On Thu, 20 Jan 2011 11:24:46 +0100 (CET) Vincent Torri <vto...@univ-evry.fr>
said:

> 
> 
> On Thu, 20 Jan 2011, Enlightenment SVN wrote:
> 
> > Log:
> > fix slow path in neon - memcpy is actually faster! :)
> 
> maybe we hould add a benchmark soewhere to test memcpy / memset asm 
> implementations, for different arch.
> 
> Vincent

well expedite tests those as part of just existing - but it wont go testing
every routine explicitly - it uses the one evas picks. this is simply an
optimisation issue and needs what all optimisation things need - profiling and
reading of code and changing it until its actually faster (of course this
varies from arch to arch).

> >
> >
> >
> > Author:       raster
> > Date:         2011-01-20 01:33:07 -0800 (Thu, 20 Jan 2011)
> > New Revision: 56240
> > Trac:         http://trac.enlightenment.org/e/changeset/56240
> >
> > Modified:
> >  trunk/evas/src/lib/engines/common/evas_op_copy/op_copy_pixel_neon.c
> >
> > Modified:
> > trunk/evas/src/lib/engines/common/evas_op_copy/op_copy_pixel_neon.c
> > ===================================================================
> > ---
> > trunk/evas/src/lib/engines/common/evas_op_copy/op_copy_pixel_neon.c
> > 2011-01-20 09:27:19 UTC (rev 56239) +++
> > trunk/evas/src/lib/engines/common/evas_op_copy/op_copy_pixel_neon.c
> > 2011-01-20 09:33:07 UTC (rev 56240) @@ -3,61 +3,47 @@
> > #ifdef BUILD_NEON
> > static void
> > _op_copy_p_dp_neon(DATA32 *s, DATA8 *m __UNUSED__, DATA32 c __UNUSED__,
> > DATA32 *d, int l) {
> > -   uint32_t *e;
> > -   e = d + l;
> > -//#ifdef NEON_INSTRINSICS_OK
> > -#if 0
> > -   // odd this is faster than the below asm... :(
> > -   e -= 15;
> > -   uint32x4_t col1, col2, col3, col4;
> > -   // fill a run of 4x4 (16) pixels with the color
> > -   for (; d < e; d += 16, s += 16) {
> > -      col1 = vld1q_u32(s+0); // OP
> > -      col2 = vld1q_u32(s+4); // OP
> > -      col3 = vld1q_u32(s+8); // OP
> > -      col4 = vld1q_u32(s+12); // OP
> > -      vst1q_u32(d+0, col1); // OP
> > -      vst1q_u32(d+4, col2); // OP
> > -      vst1q_u32(d+8, col3); // OP
> > -      vst1q_u32(d+12, col4); // OP
> > -   }
> > -   e += 15;
> > -#else
> > -   if ((e - d) >= 16)
> > +   DATA32 *e;
> > +//   if (((unsigned long)s & 0xf) || ((unsigned long)d & 0xf))
> > +//     {
> > +        memcpy(d, s, l * sizeof(DATA32));
> > +//        return;
> > +//     }
> > +/*
> > +   e = d + l - 23;
> > +   if (e > d)
> >      {
> > -        DATA32 *d2, *d3, *d4;
> > -        DATA32 *s2, *s3, *s4;
> > -        e -= 31;
> > -        d2 = d + 4;
> > -        d3 = d + 8;
> > -        d4 = d + 12;
> > -        s2 = s + 4;
> > -        s3 = s + 8;
> > -        s4 = s + 12;
> > +        int dl;
> >         asm volatile (
> > -   ".fpu neon                              \n\t"

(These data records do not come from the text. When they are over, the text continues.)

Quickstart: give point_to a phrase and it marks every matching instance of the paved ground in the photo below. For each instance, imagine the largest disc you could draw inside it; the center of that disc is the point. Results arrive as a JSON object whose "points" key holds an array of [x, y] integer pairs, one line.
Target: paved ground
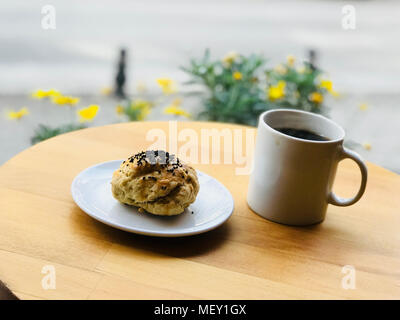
{"points": [[79, 56]]}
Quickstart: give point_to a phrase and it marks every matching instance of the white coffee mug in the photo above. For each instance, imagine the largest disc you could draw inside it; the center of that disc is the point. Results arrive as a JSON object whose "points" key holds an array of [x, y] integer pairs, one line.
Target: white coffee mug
{"points": [[292, 178]]}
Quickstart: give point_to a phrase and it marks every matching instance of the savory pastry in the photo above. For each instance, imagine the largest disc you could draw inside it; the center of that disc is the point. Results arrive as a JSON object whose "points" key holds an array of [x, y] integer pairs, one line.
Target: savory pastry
{"points": [[157, 182]]}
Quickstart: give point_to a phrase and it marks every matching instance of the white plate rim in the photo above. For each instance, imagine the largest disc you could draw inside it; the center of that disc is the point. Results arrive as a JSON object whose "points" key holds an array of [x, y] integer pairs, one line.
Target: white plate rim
{"points": [[205, 227]]}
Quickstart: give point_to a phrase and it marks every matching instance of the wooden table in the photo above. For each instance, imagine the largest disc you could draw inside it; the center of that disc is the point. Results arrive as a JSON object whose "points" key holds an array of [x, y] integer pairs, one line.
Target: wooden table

> > -                      "asmloop2:\n\t"
> > -                      "cmp %[e], %[d]\n\t"
> > -                      "vld1.32 {d16-d17}, [%[s]]!\n\t"
> > -                      "vld1.32 {d18-d19}, [%[s2]]!\n\t"

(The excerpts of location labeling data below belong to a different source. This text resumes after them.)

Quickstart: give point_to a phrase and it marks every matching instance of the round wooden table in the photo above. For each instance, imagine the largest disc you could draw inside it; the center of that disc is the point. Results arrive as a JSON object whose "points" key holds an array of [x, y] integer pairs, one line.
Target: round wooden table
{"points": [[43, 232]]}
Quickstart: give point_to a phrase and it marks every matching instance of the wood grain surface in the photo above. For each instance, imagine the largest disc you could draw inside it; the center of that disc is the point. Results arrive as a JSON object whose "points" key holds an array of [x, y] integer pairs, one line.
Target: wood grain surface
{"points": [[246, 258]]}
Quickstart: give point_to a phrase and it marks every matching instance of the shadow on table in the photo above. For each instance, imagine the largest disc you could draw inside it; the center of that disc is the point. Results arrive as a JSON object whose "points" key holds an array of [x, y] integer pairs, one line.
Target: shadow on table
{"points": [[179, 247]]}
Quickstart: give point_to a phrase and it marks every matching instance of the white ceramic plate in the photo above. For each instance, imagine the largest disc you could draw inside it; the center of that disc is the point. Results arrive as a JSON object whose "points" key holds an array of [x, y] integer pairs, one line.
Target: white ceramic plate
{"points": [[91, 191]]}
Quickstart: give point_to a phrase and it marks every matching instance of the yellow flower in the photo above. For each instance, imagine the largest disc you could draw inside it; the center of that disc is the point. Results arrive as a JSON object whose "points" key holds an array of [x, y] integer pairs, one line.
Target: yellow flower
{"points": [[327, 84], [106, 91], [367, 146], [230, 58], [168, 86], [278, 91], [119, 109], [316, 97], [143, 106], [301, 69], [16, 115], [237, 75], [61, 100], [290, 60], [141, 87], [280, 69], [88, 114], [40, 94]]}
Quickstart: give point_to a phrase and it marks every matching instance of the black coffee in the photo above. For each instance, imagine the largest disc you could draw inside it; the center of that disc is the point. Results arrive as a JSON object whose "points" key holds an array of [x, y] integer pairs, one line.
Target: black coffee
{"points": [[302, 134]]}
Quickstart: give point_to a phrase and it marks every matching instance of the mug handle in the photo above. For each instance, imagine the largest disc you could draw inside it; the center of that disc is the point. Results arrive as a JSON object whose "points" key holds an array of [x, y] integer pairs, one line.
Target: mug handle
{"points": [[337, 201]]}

> > -                      "vld1.32 {d20-d21}, [%[s3]]!\n\t"
> > -                      "vld1.32 {d22-d23}, [%[s4]]!\n\t"
> > -                      "vst1.32 {d16-d17}, [%[d]]!\n\t"
> > -                      "vst1.32 {d18-d19}, [%[d2]]!\n\t"
> > -                      "vst1.32 {d20-d21}, [%[d3]]!\n\t"
> > -                      "vst1.32 {d22-d23}, [%[d4]]!\n\t"
> > -                      "bhi asmloop2\n\t"
> > +                      ".fpu neon                  \n\t"
> > +                      "asmloop2:                  \n\t"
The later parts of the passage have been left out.